Menurut Promovenda, Adanya Sejumlah Ketentuan Yuridis Formal Dalam Penyelenggaraan Pemilu Legislatif (UU Pemilu) Yang Bersifat Limitatif Dan Adminstratif Pada Dasarnya Membuat Penyelenggara (Jajaran KPU) Mengalami Kendala Dan Kesulitan Serius Untuk Mengakomodasikan Dan Mengadministrasikan Hak (Suara) Warga Negara. Bahkan KPU Beserta Jajaran Tak Secara Maksimal Melakukan Sosialisasi Mengenai Tahapan-Tahapan Pemilu. Hal Ini Pada Gilirannya Bersifat Perumitan Yang Merupakan Kerumitan Tertentu Bagi KPU Untuk Mewadahi Hak Politik Konstitusional Warga Untuk Mengakomodasi Suara Warga Negara Sebagai Wujud Kedaulatan Rakyat Indonesia.

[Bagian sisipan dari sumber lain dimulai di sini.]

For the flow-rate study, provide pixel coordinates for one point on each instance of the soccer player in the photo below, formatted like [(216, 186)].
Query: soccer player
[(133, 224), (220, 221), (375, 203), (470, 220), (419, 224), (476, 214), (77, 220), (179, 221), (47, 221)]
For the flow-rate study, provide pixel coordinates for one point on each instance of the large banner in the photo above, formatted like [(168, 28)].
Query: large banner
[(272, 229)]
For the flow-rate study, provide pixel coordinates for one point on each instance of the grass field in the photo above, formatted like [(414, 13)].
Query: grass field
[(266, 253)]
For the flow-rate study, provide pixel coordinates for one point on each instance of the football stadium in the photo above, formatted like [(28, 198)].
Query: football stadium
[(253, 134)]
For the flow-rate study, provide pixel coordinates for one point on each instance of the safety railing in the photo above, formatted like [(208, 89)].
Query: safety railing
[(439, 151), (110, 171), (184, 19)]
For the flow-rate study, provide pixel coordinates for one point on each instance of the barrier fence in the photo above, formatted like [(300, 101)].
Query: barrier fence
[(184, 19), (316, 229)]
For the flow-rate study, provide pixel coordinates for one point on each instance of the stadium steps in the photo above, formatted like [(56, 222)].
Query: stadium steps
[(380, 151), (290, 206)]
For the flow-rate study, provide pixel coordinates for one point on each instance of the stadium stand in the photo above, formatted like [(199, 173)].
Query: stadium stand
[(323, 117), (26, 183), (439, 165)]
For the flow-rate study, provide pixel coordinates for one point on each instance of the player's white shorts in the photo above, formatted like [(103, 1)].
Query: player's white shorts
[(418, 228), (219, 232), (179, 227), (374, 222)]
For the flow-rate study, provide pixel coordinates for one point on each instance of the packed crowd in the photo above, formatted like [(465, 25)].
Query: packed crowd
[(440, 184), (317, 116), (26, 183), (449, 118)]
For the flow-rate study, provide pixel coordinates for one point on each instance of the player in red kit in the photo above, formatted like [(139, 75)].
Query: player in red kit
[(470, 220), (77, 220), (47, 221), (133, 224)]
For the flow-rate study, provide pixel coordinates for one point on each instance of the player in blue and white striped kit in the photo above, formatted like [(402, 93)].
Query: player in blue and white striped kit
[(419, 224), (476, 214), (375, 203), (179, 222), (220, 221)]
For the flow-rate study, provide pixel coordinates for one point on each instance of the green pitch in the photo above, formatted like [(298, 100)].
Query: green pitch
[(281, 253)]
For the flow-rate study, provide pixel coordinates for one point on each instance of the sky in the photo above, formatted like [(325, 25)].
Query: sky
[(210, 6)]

Sudut Pandang Dan Sisi Pemikiran Ini Pada Akhirnya Dapat Ditanggapi Dengan Alternatif Strategi Dan Kebijakan Serta Solusi Agenda Dan Jabaran Melalui Reformasi Sistem Dan Regulasi Pemilu ; Dan Reformasi Kelembagaan Penyelenggara Pemilu. Semua Pihak Harus Membuka Ruang Dan Menyediakan Kesempatan Memadai Yang Efektif Dan Efisien Bagi Warga Negara Untuk Menyalurkan Dan Menggunakan Hak (Suara) Dalam Pemilu. Pemerintah Dan Parlemen (Eksekutif Dan Legislatif Bahkan Yudikatif) Diharapkan Mendukung Sepenuhnya Hal Ini Dengan Mengedepankan Kedaulatan Rakyat Dan Kualitas Pemilu Yang Demokratis Dan Konstituional.

Namun Jalan Keluarnya Adalah Tentu Berbasis Dan Berorientasi Pada Pembaharuan Dan Perbaikan Sungguh-Sungguh Dan Berkesinambungan Elemen KPU Yang Meliputi Antara Lain : Kultural, Struktural, Instrumental, Sistem Dan SDM Internal KPU.